Check if value exists across 16 containers

2020-04-11 07:40发布

问题:

I have 16 threads that calculate the hash of a key. I'm trying to divide up the work between the threads, because calculating the hash and checking if it exists in a linear fashion is only utilizing a fraction of my cpu power. Currently, I am using a single map container that all threads can access using mutex locking. However, since the actual hashing takes next to no time at all, the threads are mostly sitting idle, waiting on another thread to finish its business using map::count to check if the key exists in the map.

The main goal of this program is brute force checking for collisions, as I need to be sure there are none before I add it to my project.

Is there a way to use separate maps, or other containers, and determine if said key exists, rather than linearly searching through each map with each key once all the threads are finished? What about some sort of queuing system?

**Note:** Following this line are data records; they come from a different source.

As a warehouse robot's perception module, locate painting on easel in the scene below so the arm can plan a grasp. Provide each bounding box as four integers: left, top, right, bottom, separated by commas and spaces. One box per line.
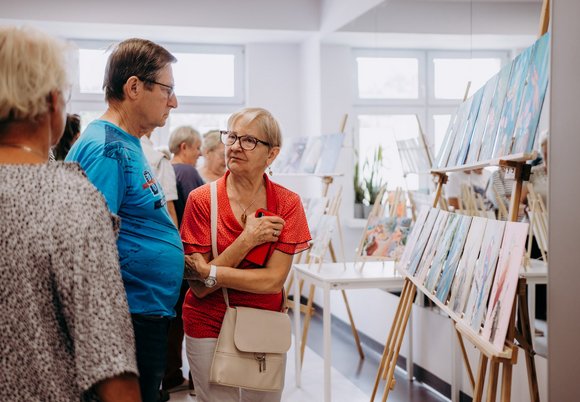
463, 220, 506, 333
482, 222, 528, 350
362, 216, 411, 260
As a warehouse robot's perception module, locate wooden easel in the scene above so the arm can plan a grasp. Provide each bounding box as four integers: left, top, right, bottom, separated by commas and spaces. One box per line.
371, 155, 539, 402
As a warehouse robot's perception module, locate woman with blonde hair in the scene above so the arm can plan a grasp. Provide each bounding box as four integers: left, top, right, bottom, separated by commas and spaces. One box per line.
199, 130, 226, 183
0, 27, 141, 401
181, 108, 310, 402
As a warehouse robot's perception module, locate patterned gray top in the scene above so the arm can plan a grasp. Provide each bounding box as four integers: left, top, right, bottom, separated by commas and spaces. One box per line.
0, 162, 137, 401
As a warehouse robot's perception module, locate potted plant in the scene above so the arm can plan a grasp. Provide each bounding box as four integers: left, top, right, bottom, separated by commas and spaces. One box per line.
363, 145, 383, 216
353, 158, 365, 219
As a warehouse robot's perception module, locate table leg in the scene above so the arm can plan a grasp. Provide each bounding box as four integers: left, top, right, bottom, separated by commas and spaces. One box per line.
407, 311, 413, 381
322, 285, 332, 402
528, 283, 536, 350
294, 270, 302, 388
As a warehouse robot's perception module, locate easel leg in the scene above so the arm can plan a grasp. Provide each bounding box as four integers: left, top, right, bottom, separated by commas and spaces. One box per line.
473, 353, 487, 402
300, 285, 315, 362
486, 360, 499, 402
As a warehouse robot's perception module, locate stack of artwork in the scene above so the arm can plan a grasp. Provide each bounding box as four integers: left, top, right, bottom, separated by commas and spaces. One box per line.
272, 133, 344, 175
433, 33, 550, 169
397, 208, 528, 350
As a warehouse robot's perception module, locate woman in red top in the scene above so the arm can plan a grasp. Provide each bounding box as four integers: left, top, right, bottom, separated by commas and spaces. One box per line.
181, 108, 310, 402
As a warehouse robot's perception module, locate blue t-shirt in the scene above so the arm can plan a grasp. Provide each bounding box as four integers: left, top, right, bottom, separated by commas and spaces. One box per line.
66, 120, 184, 316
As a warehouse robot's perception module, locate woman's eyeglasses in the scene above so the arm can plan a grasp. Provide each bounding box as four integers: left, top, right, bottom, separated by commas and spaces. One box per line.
220, 130, 270, 151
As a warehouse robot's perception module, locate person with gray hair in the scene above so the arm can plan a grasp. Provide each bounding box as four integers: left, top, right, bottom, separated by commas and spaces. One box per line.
66, 39, 184, 402
199, 130, 226, 182
0, 27, 141, 402
181, 108, 310, 402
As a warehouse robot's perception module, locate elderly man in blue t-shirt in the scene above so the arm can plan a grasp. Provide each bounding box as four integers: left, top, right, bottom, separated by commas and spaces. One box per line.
67, 39, 184, 402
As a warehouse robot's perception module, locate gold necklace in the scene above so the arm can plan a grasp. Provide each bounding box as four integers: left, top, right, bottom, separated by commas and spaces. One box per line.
0, 143, 48, 158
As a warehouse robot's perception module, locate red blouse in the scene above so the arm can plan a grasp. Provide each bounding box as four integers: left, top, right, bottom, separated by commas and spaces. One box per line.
181, 171, 310, 338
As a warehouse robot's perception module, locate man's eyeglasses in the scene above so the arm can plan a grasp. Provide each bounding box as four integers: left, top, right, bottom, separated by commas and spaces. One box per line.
140, 78, 175, 98
220, 130, 270, 151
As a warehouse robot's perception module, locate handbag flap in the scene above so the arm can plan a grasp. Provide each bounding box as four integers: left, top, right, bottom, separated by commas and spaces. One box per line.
234, 307, 292, 353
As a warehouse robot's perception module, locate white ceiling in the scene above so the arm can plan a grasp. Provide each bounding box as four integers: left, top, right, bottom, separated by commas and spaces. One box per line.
0, 0, 541, 49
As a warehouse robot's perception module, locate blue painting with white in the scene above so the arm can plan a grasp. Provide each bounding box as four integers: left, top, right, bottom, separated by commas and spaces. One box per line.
493, 47, 532, 158
478, 63, 513, 161
436, 216, 471, 303
511, 33, 550, 154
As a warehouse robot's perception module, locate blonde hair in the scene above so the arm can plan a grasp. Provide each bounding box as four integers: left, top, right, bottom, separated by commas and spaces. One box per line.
201, 130, 222, 154
228, 107, 282, 147
0, 27, 69, 122
169, 126, 201, 155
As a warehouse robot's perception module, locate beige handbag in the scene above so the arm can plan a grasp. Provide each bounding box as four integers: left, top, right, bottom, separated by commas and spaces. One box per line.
209, 182, 292, 391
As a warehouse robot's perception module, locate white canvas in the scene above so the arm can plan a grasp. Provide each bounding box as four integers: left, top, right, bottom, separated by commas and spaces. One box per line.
482, 222, 528, 350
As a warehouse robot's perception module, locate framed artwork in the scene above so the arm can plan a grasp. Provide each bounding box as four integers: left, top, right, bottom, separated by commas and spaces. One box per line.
436, 216, 471, 304
272, 137, 308, 173
449, 217, 487, 316
309, 215, 336, 259
493, 46, 533, 158
447, 96, 474, 167
298, 135, 324, 173
511, 33, 550, 154
463, 220, 506, 333
415, 211, 456, 283
397, 208, 430, 271
455, 86, 485, 166
465, 74, 499, 164
361, 216, 412, 260
478, 63, 513, 161
425, 213, 461, 293
433, 110, 463, 168
402, 208, 444, 275
314, 133, 344, 174
482, 222, 528, 350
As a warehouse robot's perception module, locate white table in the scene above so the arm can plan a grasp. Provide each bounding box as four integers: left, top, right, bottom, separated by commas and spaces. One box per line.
520, 259, 548, 346
294, 261, 412, 402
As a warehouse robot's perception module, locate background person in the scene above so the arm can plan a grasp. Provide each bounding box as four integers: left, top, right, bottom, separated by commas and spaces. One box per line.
181, 108, 310, 402
67, 39, 184, 402
52, 114, 81, 161
0, 27, 140, 401
199, 130, 226, 183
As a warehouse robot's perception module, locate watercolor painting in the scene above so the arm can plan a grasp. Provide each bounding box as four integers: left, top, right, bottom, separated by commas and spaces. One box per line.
362, 216, 412, 260
478, 63, 513, 161
403, 208, 443, 275
511, 33, 550, 154
425, 213, 461, 293
436, 216, 472, 303
482, 222, 528, 350
465, 74, 499, 164
493, 46, 533, 158
397, 208, 430, 271
415, 211, 455, 283
449, 217, 487, 316
463, 220, 506, 333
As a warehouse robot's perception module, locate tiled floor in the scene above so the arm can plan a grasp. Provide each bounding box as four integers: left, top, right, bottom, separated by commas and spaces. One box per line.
165, 310, 446, 402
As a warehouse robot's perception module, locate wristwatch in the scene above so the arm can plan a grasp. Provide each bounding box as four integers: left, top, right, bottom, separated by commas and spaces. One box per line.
204, 265, 217, 288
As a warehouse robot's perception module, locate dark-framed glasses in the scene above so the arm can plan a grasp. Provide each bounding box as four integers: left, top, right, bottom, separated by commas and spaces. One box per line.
220, 130, 270, 151
139, 78, 175, 98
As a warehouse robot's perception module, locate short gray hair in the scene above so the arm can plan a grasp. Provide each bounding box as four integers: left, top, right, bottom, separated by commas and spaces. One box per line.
201, 130, 222, 153
0, 27, 69, 122
169, 126, 201, 155
228, 107, 282, 147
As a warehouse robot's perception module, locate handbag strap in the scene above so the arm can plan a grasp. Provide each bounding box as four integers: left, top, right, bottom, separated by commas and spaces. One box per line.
209, 181, 230, 307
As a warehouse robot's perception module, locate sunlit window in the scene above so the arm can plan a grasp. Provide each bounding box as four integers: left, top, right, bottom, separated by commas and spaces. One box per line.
433, 58, 501, 99
358, 114, 419, 190
356, 57, 419, 99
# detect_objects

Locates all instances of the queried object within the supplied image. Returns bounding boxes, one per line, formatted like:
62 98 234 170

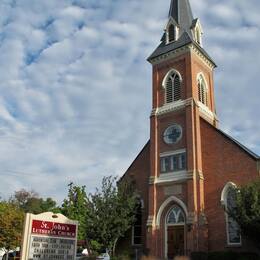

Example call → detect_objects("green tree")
228 179 260 248
0 201 24 251
87 176 136 255
61 183 88 240
10 189 59 214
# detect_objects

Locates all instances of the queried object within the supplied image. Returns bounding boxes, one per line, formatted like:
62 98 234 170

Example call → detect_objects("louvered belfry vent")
198 76 208 106
166 73 181 103
168 24 176 42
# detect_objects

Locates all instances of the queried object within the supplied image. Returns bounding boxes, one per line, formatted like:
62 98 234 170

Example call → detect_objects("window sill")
155 170 193 184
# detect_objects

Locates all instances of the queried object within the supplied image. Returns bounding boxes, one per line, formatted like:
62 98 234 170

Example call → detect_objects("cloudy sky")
0 0 260 201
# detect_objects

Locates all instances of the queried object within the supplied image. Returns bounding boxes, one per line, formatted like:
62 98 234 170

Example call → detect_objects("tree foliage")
87 176 136 253
228 179 260 247
0 201 24 250
61 183 88 240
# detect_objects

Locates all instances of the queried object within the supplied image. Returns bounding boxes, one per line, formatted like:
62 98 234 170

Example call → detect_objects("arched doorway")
165 205 185 259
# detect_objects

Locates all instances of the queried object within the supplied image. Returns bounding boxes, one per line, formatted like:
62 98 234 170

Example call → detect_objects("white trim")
220 182 237 206
154 171 193 184
162 69 183 89
163 123 183 145
164 205 185 259
165 18 179 45
151 98 192 116
220 182 242 247
160 148 186 157
156 196 188 229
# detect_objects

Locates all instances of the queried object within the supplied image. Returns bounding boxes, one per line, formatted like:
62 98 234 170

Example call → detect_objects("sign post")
21 212 78 260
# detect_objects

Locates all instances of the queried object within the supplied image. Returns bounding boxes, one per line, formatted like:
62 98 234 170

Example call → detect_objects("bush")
191 251 260 260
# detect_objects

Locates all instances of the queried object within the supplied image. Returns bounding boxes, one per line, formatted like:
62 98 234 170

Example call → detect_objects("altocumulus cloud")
0 0 260 201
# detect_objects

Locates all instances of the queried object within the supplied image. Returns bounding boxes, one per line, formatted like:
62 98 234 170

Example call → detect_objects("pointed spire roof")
148 0 216 66
169 0 194 37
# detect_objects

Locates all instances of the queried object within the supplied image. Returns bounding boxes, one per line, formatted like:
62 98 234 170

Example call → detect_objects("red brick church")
121 0 260 259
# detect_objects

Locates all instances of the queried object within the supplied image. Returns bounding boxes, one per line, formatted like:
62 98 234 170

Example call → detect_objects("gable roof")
216 128 260 160
120 139 150 180
201 118 260 160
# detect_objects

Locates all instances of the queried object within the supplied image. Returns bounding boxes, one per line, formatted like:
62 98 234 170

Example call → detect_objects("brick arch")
156 196 188 228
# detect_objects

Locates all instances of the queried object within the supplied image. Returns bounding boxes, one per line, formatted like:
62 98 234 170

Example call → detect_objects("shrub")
191 251 260 260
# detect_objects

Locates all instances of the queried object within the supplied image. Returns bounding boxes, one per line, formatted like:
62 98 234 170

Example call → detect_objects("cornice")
194 100 218 123
149 171 204 185
147 43 216 69
151 98 192 116
150 45 190 65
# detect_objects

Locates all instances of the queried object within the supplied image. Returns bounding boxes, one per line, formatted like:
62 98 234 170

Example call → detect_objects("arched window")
195 27 201 45
222 183 241 245
167 205 185 225
132 199 143 245
165 72 181 103
168 24 176 42
198 74 208 106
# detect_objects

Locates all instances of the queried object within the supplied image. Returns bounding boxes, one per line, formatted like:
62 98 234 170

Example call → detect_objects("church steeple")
148 0 216 67
169 0 194 36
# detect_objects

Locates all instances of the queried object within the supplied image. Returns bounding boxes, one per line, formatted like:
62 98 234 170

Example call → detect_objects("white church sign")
21 212 78 260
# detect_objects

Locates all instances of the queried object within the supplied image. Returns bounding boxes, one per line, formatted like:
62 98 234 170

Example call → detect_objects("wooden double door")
167 226 185 259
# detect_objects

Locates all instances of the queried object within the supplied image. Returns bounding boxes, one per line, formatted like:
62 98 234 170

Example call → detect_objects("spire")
148 0 216 66
169 0 194 36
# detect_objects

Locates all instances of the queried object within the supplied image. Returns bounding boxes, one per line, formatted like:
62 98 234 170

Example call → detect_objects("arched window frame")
221 182 242 246
132 199 144 246
166 204 186 226
197 73 209 106
162 69 182 104
165 19 179 44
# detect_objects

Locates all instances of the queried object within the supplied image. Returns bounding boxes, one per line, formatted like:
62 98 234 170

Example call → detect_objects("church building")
123 0 260 259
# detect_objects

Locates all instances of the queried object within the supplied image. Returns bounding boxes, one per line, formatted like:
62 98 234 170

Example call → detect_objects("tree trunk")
112 238 118 256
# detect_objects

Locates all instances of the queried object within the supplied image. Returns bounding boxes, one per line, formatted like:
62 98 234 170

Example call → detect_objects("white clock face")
163 124 182 144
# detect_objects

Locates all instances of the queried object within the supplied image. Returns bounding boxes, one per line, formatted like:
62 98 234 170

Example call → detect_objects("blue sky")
0 0 260 201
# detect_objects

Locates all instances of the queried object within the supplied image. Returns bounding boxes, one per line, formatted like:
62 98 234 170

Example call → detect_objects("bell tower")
147 0 218 258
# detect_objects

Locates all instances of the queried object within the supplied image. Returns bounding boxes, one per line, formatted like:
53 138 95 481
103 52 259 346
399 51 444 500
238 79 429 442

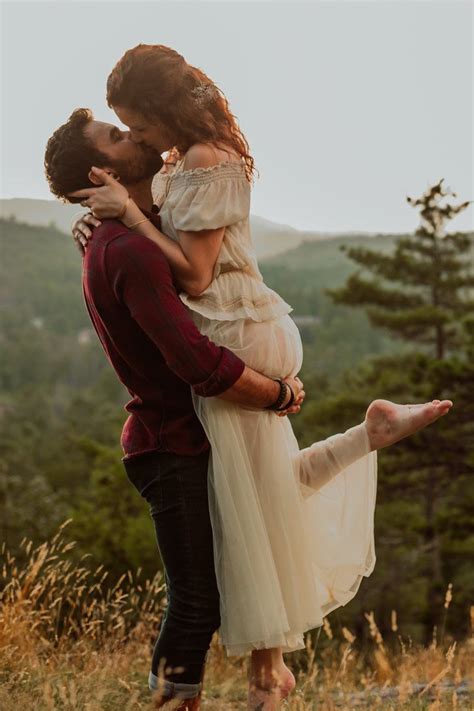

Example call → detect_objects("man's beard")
111 146 163 185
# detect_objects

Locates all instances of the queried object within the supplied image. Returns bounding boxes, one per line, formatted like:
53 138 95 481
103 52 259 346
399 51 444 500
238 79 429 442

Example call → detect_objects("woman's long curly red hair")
107 44 256 182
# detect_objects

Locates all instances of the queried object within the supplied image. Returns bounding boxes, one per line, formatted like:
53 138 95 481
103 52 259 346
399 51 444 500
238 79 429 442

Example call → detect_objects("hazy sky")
1 0 474 231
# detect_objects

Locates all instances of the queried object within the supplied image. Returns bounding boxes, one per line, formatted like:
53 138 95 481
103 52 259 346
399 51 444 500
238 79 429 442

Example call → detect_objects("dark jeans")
124 452 220 684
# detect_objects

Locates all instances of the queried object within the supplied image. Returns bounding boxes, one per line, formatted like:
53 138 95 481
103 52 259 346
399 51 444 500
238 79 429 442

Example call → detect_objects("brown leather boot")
154 692 201 711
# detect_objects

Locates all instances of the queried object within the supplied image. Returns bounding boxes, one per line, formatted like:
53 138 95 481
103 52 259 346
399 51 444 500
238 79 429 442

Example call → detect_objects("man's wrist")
265 378 295 412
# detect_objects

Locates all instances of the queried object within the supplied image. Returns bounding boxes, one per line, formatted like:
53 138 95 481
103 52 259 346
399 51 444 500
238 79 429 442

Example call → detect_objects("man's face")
112 106 176 153
84 121 163 185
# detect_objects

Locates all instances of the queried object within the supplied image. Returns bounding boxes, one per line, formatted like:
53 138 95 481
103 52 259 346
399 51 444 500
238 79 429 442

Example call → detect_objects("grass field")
0 522 474 711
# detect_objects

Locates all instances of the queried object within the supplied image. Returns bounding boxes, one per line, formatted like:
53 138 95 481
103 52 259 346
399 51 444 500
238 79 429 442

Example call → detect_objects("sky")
0 0 474 232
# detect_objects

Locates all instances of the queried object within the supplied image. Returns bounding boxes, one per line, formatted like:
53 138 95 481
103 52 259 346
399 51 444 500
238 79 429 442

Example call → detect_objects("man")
45 109 449 710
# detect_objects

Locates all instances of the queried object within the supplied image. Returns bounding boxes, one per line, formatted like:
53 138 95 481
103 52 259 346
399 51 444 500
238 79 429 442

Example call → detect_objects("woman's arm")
128 143 233 296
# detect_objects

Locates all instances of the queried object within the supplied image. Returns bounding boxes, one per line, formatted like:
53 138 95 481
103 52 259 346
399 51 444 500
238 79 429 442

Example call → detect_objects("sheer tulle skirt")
192 312 377 655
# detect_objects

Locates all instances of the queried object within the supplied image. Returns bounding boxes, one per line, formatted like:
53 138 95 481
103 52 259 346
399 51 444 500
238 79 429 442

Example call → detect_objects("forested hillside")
0 220 472 638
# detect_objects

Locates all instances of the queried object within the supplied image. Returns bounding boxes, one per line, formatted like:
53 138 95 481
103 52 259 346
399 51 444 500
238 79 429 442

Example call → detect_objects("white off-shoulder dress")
153 161 377 655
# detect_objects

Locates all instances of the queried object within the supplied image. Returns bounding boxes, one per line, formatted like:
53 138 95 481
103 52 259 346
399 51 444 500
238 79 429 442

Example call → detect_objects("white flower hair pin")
191 82 219 106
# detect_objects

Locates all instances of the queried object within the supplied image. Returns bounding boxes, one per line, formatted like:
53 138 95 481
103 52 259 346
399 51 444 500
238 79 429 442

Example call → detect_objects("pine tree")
322 179 474 638
328 179 474 360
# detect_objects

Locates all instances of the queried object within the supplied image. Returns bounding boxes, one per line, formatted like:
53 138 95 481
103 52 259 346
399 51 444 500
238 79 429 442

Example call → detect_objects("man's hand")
277 377 306 417
71 212 102 254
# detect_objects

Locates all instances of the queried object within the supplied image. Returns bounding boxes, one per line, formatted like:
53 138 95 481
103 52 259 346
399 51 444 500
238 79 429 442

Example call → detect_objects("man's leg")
121 453 220 698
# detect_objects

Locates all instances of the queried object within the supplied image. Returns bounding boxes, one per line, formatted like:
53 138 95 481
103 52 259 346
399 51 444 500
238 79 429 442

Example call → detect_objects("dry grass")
0 522 474 711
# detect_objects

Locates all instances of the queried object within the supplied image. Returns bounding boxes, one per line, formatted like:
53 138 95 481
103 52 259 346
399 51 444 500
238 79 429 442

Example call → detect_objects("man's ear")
87 168 120 185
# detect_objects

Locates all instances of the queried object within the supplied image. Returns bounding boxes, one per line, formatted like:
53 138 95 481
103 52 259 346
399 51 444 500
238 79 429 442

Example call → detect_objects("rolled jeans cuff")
148 672 202 699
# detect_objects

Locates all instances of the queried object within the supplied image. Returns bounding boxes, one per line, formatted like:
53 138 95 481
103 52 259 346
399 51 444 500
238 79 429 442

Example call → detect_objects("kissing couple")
45 44 452 711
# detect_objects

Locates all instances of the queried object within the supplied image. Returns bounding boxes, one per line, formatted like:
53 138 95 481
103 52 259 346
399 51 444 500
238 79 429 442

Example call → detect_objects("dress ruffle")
180 270 293 321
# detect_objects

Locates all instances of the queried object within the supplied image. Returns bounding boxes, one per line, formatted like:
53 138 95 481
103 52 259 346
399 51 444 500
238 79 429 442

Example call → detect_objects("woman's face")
112 106 176 153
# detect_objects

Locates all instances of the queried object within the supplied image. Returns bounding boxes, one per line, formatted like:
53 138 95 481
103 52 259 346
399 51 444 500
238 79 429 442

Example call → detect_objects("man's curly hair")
44 109 108 203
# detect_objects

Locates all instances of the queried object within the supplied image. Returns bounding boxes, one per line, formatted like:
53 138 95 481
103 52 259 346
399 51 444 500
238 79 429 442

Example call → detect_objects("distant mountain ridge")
0 198 386 259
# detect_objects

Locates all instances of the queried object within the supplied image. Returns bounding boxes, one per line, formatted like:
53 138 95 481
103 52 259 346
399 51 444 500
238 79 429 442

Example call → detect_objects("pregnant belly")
190 312 303 378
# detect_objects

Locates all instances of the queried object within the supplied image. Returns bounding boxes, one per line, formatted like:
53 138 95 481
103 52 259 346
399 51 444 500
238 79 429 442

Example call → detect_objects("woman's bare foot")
247 649 296 711
365 400 453 450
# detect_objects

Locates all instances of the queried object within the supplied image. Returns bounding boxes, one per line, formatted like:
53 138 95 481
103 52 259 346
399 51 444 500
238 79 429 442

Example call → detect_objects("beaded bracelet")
265 378 295 412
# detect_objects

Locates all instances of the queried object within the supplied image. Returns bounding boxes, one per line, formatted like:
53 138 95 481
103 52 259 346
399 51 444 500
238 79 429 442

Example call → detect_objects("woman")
71 45 452 709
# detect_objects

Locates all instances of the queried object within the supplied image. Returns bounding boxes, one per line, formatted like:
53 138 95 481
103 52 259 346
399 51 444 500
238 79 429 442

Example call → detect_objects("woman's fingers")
82 212 102 227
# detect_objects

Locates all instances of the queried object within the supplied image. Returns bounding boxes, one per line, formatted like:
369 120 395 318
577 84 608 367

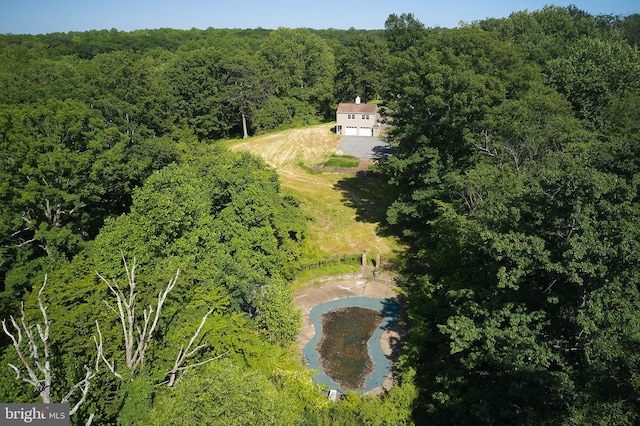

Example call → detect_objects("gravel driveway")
338 136 393 158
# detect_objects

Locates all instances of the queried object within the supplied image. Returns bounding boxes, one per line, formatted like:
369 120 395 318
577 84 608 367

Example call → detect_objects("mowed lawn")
230 124 400 257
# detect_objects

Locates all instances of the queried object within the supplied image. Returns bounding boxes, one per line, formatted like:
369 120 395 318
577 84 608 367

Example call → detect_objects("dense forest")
0 6 640 425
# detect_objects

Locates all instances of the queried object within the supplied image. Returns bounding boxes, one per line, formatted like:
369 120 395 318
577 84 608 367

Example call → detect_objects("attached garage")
344 126 358 136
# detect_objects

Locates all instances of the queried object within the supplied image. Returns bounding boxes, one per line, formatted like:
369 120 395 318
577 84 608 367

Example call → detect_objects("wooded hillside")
0 7 640 425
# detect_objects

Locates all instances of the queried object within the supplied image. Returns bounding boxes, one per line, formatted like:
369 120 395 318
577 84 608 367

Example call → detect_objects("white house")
336 96 380 137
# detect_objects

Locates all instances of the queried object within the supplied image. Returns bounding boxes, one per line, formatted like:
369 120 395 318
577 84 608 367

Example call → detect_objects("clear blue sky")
0 0 640 34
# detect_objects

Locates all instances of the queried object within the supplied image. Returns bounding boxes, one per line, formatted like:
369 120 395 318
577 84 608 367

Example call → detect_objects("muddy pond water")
317 308 382 389
303 297 399 393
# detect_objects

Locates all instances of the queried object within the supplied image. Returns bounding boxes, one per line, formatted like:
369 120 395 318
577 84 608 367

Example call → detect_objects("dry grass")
229 124 400 258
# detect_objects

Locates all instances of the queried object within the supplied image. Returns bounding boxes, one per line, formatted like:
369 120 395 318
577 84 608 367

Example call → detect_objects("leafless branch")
167 309 218 387
93 321 122 380
96 255 180 379
2 276 98 415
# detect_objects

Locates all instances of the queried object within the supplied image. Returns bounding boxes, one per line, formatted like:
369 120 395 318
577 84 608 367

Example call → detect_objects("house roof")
338 103 378 114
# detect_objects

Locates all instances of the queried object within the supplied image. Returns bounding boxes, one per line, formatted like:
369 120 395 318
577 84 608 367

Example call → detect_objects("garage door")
344 126 358 136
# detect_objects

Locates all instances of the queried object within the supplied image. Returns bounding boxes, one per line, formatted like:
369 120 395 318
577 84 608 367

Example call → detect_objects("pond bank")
294 276 404 394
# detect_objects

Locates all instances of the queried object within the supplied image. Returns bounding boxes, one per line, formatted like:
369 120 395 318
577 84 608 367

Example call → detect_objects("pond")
302 297 400 393
317 308 382 389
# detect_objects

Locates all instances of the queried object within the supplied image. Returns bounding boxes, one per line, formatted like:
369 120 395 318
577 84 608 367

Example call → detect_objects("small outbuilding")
336 96 380 137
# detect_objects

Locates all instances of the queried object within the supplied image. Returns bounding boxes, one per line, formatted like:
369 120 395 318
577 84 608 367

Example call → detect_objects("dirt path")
229 124 400 257
294 275 404 394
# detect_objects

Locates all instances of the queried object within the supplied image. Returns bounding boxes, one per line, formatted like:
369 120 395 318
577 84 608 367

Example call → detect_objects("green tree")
384 13 426 53
335 33 390 102
256 28 335 129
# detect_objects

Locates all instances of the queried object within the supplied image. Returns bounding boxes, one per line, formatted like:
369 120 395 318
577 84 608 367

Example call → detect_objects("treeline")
0 7 640 425
0 18 398 425
0 28 385 313
383 7 640 424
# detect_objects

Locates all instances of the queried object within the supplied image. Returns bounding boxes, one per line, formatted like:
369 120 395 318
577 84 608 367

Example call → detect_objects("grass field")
229 124 401 260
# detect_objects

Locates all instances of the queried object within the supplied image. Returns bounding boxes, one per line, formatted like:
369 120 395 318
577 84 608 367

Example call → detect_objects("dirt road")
230 124 399 258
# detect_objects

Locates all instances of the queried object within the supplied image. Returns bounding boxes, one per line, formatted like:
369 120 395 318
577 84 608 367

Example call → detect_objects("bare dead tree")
94 255 180 379
2 276 99 424
167 309 224 387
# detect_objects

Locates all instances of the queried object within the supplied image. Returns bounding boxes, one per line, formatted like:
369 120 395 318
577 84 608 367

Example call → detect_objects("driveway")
338 136 393 159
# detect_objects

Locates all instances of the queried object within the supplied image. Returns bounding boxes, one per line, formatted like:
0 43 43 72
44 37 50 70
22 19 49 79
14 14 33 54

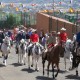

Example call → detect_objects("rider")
59 28 68 45
47 31 56 49
76 32 80 47
28 29 43 55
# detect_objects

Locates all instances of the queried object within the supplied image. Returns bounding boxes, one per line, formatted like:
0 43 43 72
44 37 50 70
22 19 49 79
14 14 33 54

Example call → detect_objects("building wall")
36 13 76 39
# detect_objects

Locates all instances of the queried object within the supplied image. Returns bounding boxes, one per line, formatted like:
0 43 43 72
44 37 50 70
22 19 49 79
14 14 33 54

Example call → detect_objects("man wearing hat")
59 28 68 45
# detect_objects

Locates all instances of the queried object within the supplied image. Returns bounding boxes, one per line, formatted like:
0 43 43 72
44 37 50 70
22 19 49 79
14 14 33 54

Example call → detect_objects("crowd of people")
0 27 80 52
0 28 68 48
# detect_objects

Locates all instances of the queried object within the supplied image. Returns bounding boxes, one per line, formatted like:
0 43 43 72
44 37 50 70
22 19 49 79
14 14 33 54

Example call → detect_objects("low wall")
36 13 76 39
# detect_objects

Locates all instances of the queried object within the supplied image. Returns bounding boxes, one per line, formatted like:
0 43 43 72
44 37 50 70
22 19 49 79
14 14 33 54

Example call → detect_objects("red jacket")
30 33 39 42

Edit: This is the function I'm trying to thread:

int coll = 0;
map<long, bool> mymap;
string temp;
long myhash;
for (int i = 0; i < 256; i++)
  for (int j = 0; j < 256; j++)
    for (int k = 0; k < 256; k++)
    {
      temp = i;
      temp += j;
      temp += k;
      temp += temp;
      myhash = hash(temp.c_str());

      if (mymap.count(myhash))
      {
        coll++;
        cout << "Collision at " << i << " " << j << " " << k << endl;
      }
      else
      {
        mymap[myhash] = true;
      }
  }

cout << "Number of collisions: " << coll << endl;
cout << "Map size: " << mymap.size() << endl;

回答1:

This algorithm seems fairly easy to parallelize with OpenMP:

int coll = 0;
map<long, bool> mymap;

#pragma omp parallel for
for (int i = 0; i < 256; i++)
  for (int j = 0; j < 256; j++)
    for (int k = 0; k < 256; k++)
    {
      string temp = i;
      temp += j;
      temp += k;
      temp += temp;
      long myhash = hash(temp.c_str());

      if (mymap.count(myhash))
      {
        #pragma omp atomic
        coll++;
        cout << "Collision at " << i << " " << j << " " << k << endl;
      }
      else
      {
        #pragma omp critical
        mymap[myhash] = true;
      }
  }

Some explanation: first we start from the assumption that collisions are very rare (it would be a very poor hash table implementation if collisions were frequent). Given this, it's very unlikely that, as a thread is inserting to a certain key, another thread simultaneously inserts the exact same key because it happened to stumble upon a different value that hashes to the exact same key. Furthermore, even if this were the case, it is sufficient for only one of them to set the value true, since it cannot go back to false and subsequent "insertions" will only overwrite a true with true. Therefore, in my opinion, besides the increment of coll no further synchronization is needed.



回答2:

Although this has already be answered above, you can improve performance by replacing the std::map::count() and insert via array operator with something more effecient

One of the std::map::insert() methods returns a pair where the bool member will be false if the element already existed in the map. Something like this:

    int coll = 0;
typedef map<long, bool> MY_MAP_TYPE;
MY_MAP_TYPE mymap;
string temp;
long myhash;
for (int i = 0; i < 256; i++)
    for (int j = 0; j < 256; j++)
        for (int k = 0; k < 256; k++)
        {
            temp = i;
            temp += j;
            temp += k;
            temp += temp;
            myhash = hash(temp.c_str());
            if( mymap.insert( MY_MAP_TYPE::value_type( myhash, true ) ).second == false)
            {
                coll++;
                cout << "Collision at " << i << " " << j << " " << k << endl;
            }
        }